Better late than never. It was my intent to post on Labor Day, but other matters got in the way.
The Democrat Convention, our continued economic struggles and the upcoming election have reminded me that the labor agenda is always replete with red flags well worthy of comment on any day of the year.
We can thank labor unions for playing a key role in making workplaces safer, improving wages and working conditions, and putting a stop to child labor. At one time, employers could and did exploit workers with long hours, low wages and often dirty and/or dangerous working conditions. Ford Motor Co. and other employers had their own goons who would pummel those who attempted to organize unions. Our nation is better because those days are over.
But just as liberal black race baiters think Bull Connor and his German shepherds, fire hoses and the KKK are on the verge of breaking out all over the place (in other words, it may be 2012, but it's really 1963 in the minds of 99 percent of white people), there are too many union folk whose mindset is so 1936.
Those battles were won long ago, and the pendulum has swung way too far in the other direction. We saw how fed up taxpayers have become with greedy public sector unions in Wisconsin, New Jersey, Indiana and other states. The majority of voters have supported major-league pushbacks by Republican governors against the bull-headed unions. Consequently, fiscal sanity and responsibility are returning to states such as New Jersey and Wisconsin.
In a nutshell, taxpayers are fed up with public unions' endless intransigence despite the fact public sector workers generally are better paid, get better benefits and have greater job security than their private sector counterparts. Parents of school children have had enough of teachers' union interference with accountability and genuine reform as the unions seek to feather their own nests.
In the private sector, unions typically agitate for a leg up in bidding for government contracts, and exert their influence to get the federal government to inappropriately use its power in a flagrantly political way, as with the National Labor Relations Board's recent action against Boeing for seeking to build a manufacturing plant in right-to-work South Carolina.
Unions — and their Democrat supporters — see the world through a distorted lens. In their minds, every single employer out there, from the smallest mom-n-pop restaurant to the largest corporation to government agencies at all levels, would screw the living schmidt out of employees were it not for unions.
We'd all be earning $7.45 an hour — even engineers and architects and doctors and lawyers. Well, that is kind of a stretch, but you see my point. The realities of supply and demand in the job market dictate wages and benefits, and a raw power grab by two self-serving groups (labor and Democrats) won't change that fact. You can try to pay a burger flipper $15 an hour, or a doctor $60,000 per year, but water always runs downhill. Things have a way of evening out, but probably not in the way simple-minded union folk ever imagined.

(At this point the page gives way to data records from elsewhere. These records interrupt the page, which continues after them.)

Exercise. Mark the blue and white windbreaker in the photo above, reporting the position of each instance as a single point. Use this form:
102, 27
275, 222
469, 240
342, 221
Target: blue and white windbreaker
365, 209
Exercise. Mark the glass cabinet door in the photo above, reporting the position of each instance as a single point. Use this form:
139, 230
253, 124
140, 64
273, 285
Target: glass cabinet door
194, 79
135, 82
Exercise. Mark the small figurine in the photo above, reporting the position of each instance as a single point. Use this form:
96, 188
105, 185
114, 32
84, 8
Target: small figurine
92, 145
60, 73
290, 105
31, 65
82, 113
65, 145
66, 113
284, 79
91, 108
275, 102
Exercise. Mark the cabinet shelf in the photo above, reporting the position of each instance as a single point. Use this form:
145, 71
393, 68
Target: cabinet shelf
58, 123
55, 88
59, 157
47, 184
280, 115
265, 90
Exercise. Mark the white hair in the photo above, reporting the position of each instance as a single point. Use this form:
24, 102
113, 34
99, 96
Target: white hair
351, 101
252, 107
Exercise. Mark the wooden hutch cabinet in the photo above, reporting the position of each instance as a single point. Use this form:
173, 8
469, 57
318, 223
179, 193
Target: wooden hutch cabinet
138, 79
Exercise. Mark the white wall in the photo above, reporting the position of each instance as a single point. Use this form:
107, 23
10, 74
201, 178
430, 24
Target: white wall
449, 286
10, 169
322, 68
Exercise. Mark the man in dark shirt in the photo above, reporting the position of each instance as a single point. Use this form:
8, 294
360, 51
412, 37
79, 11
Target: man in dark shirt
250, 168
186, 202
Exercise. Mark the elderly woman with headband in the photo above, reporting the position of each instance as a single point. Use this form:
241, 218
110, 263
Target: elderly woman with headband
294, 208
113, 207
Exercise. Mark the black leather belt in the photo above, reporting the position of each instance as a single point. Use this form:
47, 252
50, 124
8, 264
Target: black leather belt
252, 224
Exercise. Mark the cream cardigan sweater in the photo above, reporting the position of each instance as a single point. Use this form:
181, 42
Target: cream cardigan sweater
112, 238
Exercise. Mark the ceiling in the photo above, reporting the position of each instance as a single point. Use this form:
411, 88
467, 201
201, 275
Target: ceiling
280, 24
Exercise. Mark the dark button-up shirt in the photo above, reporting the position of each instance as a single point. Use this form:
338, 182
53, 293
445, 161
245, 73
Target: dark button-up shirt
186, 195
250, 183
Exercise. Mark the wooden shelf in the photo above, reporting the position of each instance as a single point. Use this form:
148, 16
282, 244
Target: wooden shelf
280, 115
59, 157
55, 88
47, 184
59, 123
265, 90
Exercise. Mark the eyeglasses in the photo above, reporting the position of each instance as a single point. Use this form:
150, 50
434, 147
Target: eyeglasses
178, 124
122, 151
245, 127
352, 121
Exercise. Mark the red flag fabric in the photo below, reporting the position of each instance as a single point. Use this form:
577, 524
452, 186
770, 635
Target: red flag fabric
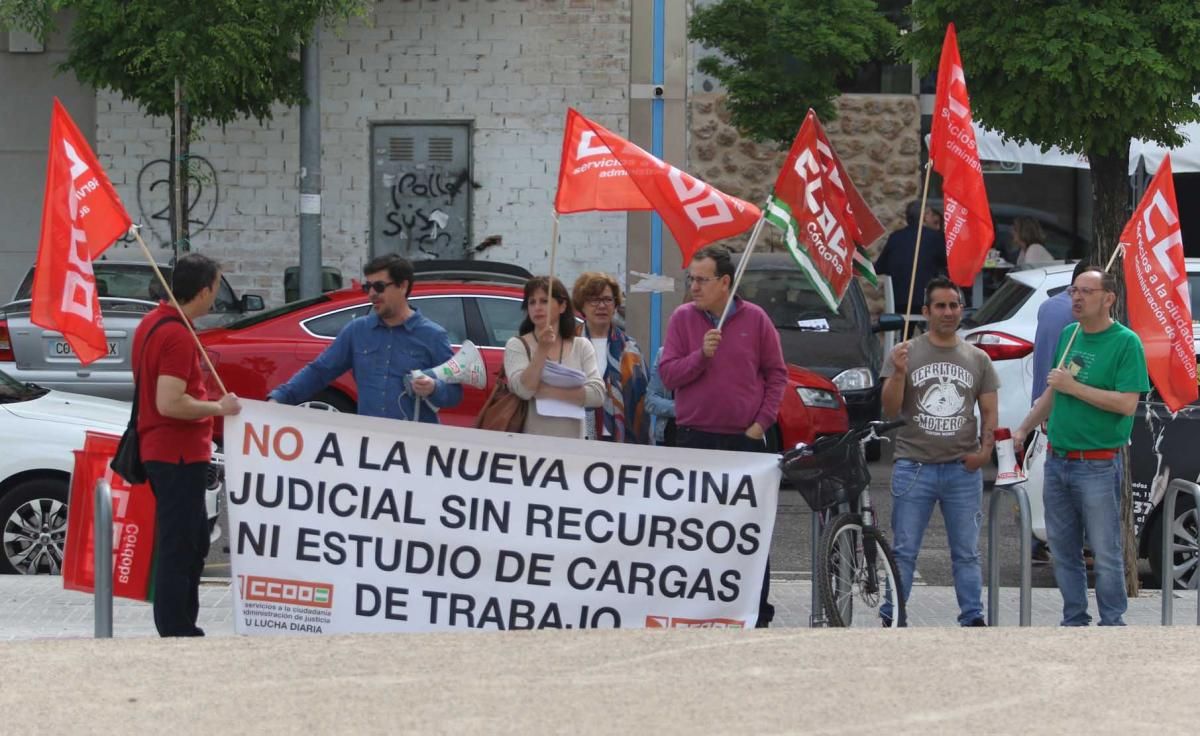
82, 216
1158, 298
952, 149
813, 204
601, 171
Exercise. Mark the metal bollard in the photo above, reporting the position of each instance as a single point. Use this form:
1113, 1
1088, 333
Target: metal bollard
1026, 530
102, 560
1168, 586
816, 617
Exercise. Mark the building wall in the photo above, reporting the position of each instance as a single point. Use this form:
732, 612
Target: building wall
510, 67
28, 87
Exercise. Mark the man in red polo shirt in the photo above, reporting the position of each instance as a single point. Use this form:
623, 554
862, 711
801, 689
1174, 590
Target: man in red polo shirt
1090, 400
175, 432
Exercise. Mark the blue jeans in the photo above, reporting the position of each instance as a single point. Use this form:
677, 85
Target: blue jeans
1085, 496
916, 489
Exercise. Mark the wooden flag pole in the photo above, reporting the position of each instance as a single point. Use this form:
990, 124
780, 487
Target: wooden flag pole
742, 267
1075, 333
171, 295
916, 250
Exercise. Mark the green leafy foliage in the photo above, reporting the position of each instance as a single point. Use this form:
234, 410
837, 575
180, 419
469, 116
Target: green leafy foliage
1083, 75
783, 57
235, 58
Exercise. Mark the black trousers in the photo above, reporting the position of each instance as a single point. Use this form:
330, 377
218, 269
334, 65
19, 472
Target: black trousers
181, 540
712, 441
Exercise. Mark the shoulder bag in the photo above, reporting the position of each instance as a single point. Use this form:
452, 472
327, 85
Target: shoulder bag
504, 411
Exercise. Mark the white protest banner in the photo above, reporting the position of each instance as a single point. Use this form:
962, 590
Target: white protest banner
345, 524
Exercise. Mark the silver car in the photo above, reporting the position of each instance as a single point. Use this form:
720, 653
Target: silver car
127, 292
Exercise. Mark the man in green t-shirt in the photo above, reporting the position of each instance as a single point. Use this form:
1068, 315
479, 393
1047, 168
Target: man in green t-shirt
1090, 400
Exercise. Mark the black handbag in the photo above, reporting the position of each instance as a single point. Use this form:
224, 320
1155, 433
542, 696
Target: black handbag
127, 461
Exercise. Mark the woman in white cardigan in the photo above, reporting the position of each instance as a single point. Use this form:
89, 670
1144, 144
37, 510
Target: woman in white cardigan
547, 334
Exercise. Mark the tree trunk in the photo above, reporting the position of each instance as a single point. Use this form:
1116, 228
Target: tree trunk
180, 139
1110, 203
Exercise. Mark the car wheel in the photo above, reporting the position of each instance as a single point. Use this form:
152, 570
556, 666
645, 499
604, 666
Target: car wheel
34, 527
1186, 545
331, 401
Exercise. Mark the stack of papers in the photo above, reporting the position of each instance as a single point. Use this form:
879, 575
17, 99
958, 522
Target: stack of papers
559, 376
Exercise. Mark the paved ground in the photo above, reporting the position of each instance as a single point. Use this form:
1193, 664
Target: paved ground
789, 680
39, 608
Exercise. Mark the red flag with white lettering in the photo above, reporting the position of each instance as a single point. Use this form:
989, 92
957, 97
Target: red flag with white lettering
1157, 291
953, 153
811, 205
598, 171
82, 216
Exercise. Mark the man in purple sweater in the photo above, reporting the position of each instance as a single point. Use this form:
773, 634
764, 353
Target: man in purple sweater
727, 383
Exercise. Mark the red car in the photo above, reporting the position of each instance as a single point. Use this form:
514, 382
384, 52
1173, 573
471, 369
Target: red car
258, 353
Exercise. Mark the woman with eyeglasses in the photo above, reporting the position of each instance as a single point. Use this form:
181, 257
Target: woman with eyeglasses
623, 416
547, 335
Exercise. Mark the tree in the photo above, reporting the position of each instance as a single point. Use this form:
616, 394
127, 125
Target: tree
1087, 76
195, 60
783, 57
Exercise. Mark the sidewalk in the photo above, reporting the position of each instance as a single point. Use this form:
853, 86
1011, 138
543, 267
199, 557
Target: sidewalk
39, 608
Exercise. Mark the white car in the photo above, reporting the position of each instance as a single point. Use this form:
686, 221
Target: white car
40, 430
1005, 328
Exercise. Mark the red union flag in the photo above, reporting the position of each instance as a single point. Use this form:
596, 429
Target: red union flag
81, 217
952, 150
601, 171
1157, 291
822, 216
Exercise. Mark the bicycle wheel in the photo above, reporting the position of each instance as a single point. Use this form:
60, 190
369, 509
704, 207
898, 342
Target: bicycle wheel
856, 567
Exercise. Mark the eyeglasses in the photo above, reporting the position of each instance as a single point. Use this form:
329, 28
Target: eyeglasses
1086, 291
378, 286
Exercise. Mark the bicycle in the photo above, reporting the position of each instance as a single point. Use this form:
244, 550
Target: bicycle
833, 478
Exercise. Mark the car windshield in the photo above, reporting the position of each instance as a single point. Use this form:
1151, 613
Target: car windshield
287, 309
1002, 305
790, 300
12, 390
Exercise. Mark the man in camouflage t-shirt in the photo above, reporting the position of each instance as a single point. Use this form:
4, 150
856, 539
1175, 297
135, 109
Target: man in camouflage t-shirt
935, 382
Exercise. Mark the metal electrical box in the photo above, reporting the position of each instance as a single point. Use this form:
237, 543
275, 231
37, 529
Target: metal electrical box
420, 190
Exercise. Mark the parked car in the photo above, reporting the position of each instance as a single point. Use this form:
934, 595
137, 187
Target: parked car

It is really pretty obvious, this paradox that damns and condemns the union wish for MORE. More job security, higher wages, better benefits, more vacation days, a requirement for union labor on construction projects... But the paradox, which has played out in Europe for decades, is that the more politicians give in to union demands by legislating wages, benefits, vacation days and the like, the less likely it is companies will hire union members full time. Part-time work, temp agencies, and outsourcing jobs are often the result. It is no surprise whatsoever that Greece has a 25 percent unemployment rate.
Four more years of Barack Obama, and an 8.3 percent unemployment will look pretty darned good. Let's hope he and his utterly irrational labor supporters get their butts kicked on Nov. 6.
What happened in normally blue Wisconsin in June when Gov. Scott Walker was kept in office could well happen across our great land, and we'll be on the road to restoring some fiscal sanity and helping unshackle employers from economic and political uncertainties that hold them back.